One type of cleaver made in Africa was formed by the Tavelbala Tachengit technique. This procedure was used in the north-west Sahara desert. It was done by detachment of large flakes for biface manufacture. This was a significant technological advance because the cleavers normally produced were made on large flakes, which was impossible to produce with using the nodular flint of the size used on the European continent. Once the large flakes were detached, there were only minor modifications needed to get the desired end product that is now known as the flake-cleaver. There are collections of these flakes in the Institute of Human Paleontology in Paris. They include larger hand axes and smaller hand axes ranging from 6–26 cm, and large flake cleavers that were commonly found in this area.
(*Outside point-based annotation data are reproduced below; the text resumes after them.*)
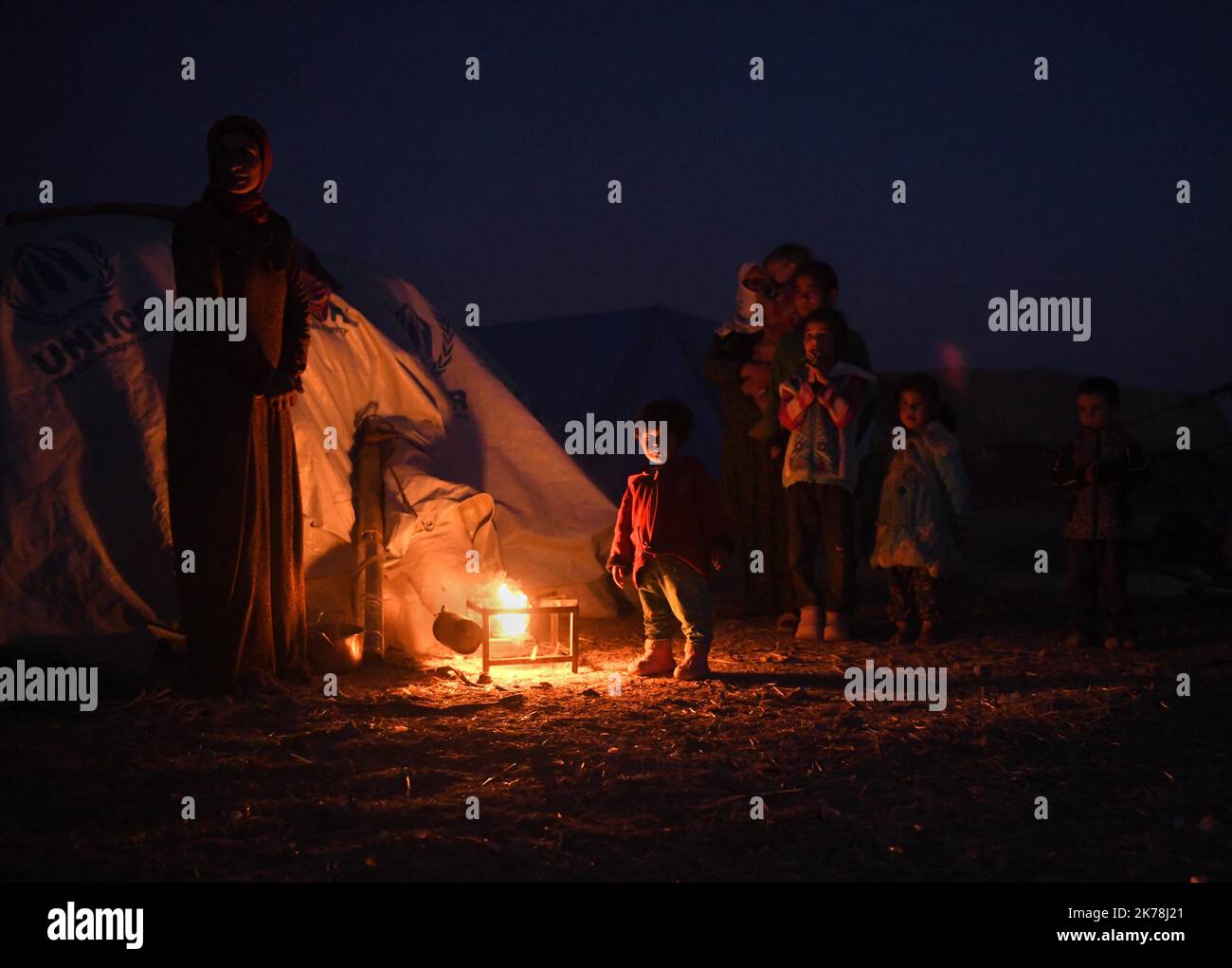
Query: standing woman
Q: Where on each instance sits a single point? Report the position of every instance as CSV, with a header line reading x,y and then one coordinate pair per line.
x,y
232,472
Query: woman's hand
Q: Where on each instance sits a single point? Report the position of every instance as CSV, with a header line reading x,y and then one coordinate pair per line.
x,y
280,391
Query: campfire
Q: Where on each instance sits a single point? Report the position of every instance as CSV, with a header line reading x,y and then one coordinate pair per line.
x,y
512,623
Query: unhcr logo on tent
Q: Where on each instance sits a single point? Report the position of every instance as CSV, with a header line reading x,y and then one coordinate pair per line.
x,y
619,437
57,282
202,315
36,685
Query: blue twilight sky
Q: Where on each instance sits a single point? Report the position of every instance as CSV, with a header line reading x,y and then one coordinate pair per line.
x,y
496,192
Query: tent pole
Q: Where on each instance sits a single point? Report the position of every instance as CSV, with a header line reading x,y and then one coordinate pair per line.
x,y
370,538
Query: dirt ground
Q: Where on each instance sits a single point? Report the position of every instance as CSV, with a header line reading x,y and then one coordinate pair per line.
x,y
656,783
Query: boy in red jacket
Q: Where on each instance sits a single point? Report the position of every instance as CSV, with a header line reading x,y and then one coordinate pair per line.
x,y
669,534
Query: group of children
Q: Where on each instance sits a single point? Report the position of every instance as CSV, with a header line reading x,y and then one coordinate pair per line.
x,y
816,394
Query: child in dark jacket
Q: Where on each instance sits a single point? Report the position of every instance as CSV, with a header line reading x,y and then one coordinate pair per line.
x,y
670,533
1096,468
924,503
821,407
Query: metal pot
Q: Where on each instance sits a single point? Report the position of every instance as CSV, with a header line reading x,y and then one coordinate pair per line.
x,y
334,645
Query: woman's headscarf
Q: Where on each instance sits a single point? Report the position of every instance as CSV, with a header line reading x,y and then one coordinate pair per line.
x,y
249,208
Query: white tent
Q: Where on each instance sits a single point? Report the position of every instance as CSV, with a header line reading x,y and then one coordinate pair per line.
x,y
84,527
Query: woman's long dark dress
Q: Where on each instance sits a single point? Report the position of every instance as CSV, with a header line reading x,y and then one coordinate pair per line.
x,y
233,477
752,492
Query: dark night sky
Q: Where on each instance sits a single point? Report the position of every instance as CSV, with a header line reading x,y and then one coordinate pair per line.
x,y
496,192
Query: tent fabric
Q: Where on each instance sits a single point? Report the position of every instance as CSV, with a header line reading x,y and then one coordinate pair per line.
x,y
84,525
608,364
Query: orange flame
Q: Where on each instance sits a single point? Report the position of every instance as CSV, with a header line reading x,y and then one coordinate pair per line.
x,y
510,626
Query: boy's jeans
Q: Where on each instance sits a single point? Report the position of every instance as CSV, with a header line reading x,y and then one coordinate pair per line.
x,y
673,594
821,515
1097,566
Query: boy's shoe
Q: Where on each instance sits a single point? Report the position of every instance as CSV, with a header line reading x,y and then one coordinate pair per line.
x,y
695,665
809,627
836,628
656,659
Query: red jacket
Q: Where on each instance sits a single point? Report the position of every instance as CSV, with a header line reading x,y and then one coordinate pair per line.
x,y
669,509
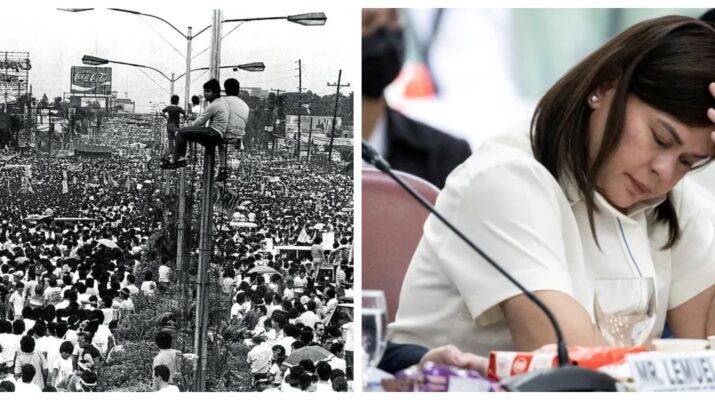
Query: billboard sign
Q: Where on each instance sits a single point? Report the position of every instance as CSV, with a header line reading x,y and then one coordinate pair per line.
x,y
93,102
92,80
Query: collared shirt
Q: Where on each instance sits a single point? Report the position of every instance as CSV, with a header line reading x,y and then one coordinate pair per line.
x,y
260,358
217,116
537,229
237,116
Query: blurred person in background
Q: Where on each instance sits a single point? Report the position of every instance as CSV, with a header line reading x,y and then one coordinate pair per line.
x,y
408,145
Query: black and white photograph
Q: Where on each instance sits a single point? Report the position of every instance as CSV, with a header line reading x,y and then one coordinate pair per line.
x,y
176,198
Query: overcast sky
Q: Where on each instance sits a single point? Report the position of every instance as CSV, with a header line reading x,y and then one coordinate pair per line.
x,y
57,41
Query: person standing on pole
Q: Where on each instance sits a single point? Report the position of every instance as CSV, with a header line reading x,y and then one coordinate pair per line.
x,y
237,119
172,113
216,114
196,108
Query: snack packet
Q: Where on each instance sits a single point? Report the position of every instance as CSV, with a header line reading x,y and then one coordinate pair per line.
x,y
503,364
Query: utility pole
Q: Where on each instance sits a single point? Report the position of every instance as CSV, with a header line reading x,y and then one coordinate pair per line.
x,y
273,134
182,177
167,173
310,134
335,114
300,105
171,86
202,303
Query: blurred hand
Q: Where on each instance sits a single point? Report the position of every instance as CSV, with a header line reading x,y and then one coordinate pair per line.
x,y
452,356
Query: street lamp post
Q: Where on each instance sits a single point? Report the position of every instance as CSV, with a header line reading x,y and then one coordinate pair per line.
x,y
309,19
205,244
181,228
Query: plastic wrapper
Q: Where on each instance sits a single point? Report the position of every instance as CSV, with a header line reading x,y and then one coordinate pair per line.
x,y
439,378
503,364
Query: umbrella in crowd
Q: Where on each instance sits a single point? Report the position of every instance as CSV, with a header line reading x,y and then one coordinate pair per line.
x,y
262,269
108,243
243,224
312,353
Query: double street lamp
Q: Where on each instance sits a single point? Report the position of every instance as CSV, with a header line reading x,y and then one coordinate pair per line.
x,y
94,61
307,19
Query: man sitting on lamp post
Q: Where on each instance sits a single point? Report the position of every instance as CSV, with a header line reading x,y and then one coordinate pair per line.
x,y
216,114
238,116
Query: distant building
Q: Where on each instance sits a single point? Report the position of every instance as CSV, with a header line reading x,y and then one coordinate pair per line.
x,y
124,105
257,92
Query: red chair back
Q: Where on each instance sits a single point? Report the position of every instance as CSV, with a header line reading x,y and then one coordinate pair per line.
x,y
392,224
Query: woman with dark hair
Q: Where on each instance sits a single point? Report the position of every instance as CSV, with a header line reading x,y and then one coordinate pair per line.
x,y
598,189
28,355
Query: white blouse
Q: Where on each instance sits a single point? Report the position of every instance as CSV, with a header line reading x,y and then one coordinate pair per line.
x,y
517,213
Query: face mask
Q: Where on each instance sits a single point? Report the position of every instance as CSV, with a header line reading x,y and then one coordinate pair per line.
x,y
383,53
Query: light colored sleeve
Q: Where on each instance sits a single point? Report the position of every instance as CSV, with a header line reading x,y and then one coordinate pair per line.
x,y
204,117
693,257
512,212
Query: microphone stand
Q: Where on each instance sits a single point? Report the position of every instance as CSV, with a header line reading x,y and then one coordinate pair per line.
x,y
564,378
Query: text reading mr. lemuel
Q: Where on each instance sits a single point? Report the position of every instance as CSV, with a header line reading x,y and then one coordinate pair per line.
x,y
674,371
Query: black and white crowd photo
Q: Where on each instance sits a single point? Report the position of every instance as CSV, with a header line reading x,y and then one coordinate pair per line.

Another way to make the tools was known as the "Victoria West" technique, termed by Goodwin in 1934. This process was used in the Middle Pleistocene of South Africa, and was the chosen method of producing large flakes that was used to create cleavers. This production date was between 285 k.A BP to 510 k.a. BP.

==Cleavers in Europe==

Outside Africa where cleavers were most abundant, cleavers have appeared in Southwestern Europe. In these regions, they are more abundant than hand axes where raw material occurs in the form of large quartzite cobbles that do not need extensive decortication and shaping prior to the removal of large flakes. Cleavers can also be found made from different raw materials such as flint or limestone, but these are not nearly so common.

There is also a chronological gap between the two lithic assemblages of the early core and flake techniques to the later Acheulian. Central France shows that both of these existed. One of the cleavers found in Central France was a 20 cm long cleaver. This particular one was found in the Mazieres/ Cresuse Valley, and looks slightly different from the cleavers which were found in Africa based solely on the technique used at this time period.

==Cleavers in Asia==
This tool type is known from various Lower Paleolithic sites across western Asia and Indian subcontinent. There are a few examples found in China too.